Des tracts électoraux du leader de l’UDC, Marco Chiesa (au centre), sur un stand du parti, à Lugano (Suisse), le 7 octobre 2023.

La photo de gauche est barrée d’une grande croix rouge, en signe de refus. On y voit un groupe d’hommes noirs accroupis, parqués dans un centre de réfugiés sur l’île italienne de Lampedusa, ligne de front du drame migratoire en Méditerranée. Sur l’image de droite, accompagnée d’une grande coche verte pour validation, trois enfants blonds et leurs parents au teint clair, assis sur un pré alpin vert tendre, qu’arpentent, non loin, de pacifiques vaches. Au-dessous des deux illustrations, cette profession de foi, en gros caractères : « Non à une Suisse à dix millions d’habitants. »

Le pays alpin en compte actuellement près de neuf millions, après deux décennies de fort accroissement démographique. Prétendument menacée par une « immigration incontrôlée », la Suisse serait sur le point de perdre et son âme et sa légendaire sécurité. Elle risquerait aussi de devoir partager sa prospérité avec de nouveaux arrivants étrangers toujours plus nombreux.

Martelé dans un « tous ménages » – une brochure électorale publicitaire traditionnellement distribuée dans toutes les boîtes aux lettres privées du pays – peu avant les élections fédérales de dimanche 22 octobre, le slogan racoleur a atteint son objectif. Son concepteur, l’Union démocratique du centre (UDC, droite nationaliste), a encore renforcé son emprise sur le paysage politique helvétique avec 27,9 % des voix (+ 2,3 points par rapport aux élections de 2019), en décrochant 61 sièges (neuf supplémentaires) de députés au Conseil national, la chambre basse du Parlement helvétique. Son premier poursuivant, le Parti socialiste suisse, en légère hausse, est largement dépassé à près de 10 points (18,3 %).

Le nom de l’UDC dans la langue d’origine, l’allemand, donne une idée plus précise de son orientation que celui utilisé en français. Le Schweizerische Volkspartei se traduirait en effet plus logiquement par « Parti du peuple suisse », ce qui correspond mieux à son orientation idéologique : refus catégorique du rapprochement avec l’Union européenne (UE), souverainisme, obsession de l’immigration, promotion des valeurs familiales traditionnelles.

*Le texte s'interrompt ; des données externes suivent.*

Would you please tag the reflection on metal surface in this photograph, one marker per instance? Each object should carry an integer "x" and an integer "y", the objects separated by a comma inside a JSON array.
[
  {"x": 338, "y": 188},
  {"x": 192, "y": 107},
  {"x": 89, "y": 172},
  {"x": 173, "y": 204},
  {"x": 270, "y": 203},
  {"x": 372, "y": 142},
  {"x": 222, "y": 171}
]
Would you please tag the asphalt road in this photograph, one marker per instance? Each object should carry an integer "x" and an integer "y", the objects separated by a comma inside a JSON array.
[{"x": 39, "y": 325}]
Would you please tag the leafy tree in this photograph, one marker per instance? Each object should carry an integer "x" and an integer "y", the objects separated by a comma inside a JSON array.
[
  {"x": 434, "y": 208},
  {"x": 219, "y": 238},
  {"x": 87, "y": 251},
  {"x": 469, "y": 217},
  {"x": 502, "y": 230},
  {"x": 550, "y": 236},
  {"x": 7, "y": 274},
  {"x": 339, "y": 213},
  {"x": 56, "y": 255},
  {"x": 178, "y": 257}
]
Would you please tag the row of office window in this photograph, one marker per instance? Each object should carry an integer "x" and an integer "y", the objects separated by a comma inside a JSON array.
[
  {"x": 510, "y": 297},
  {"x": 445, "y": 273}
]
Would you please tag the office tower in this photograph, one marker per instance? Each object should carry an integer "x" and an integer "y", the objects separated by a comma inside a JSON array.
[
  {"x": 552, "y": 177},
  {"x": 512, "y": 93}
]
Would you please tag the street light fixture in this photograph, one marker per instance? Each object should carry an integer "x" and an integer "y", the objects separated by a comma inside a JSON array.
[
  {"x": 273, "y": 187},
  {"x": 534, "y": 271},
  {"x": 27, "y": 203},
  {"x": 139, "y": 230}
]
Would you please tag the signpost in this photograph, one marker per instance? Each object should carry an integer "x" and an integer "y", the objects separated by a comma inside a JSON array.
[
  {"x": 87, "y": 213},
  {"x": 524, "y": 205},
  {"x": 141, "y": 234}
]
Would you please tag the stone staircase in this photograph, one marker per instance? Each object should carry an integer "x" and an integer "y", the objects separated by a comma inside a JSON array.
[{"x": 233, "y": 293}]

« Faire croire qu’il existe deux classes d’êtres humains »

La « population étrangère » (un tiers de la population est né à l’extérieur de la Suisse, chiffre qui monte à 50 % dans les métropoles de Genève et Zurich) est rendue responsable de tous les (rares) maux du pays, dont l’économie est florissante. Elle est pourtant constituée dans son écrasante majorité de ressortissants de l’UE au bénéfice de la libre circulation, et facilement recrutés sur un marché du travail en surchauffe qui ne pourrait fonctionner sans eux. Les résidents étrangers provoqueraient aussi l’engorgement autoroutier et ferroviaire, l’envolée des prix du logement, « le chaos de l’asile et les enfants suisses minoritaires dans les écoles », comme le précise le « tous ménages » de l’UDC.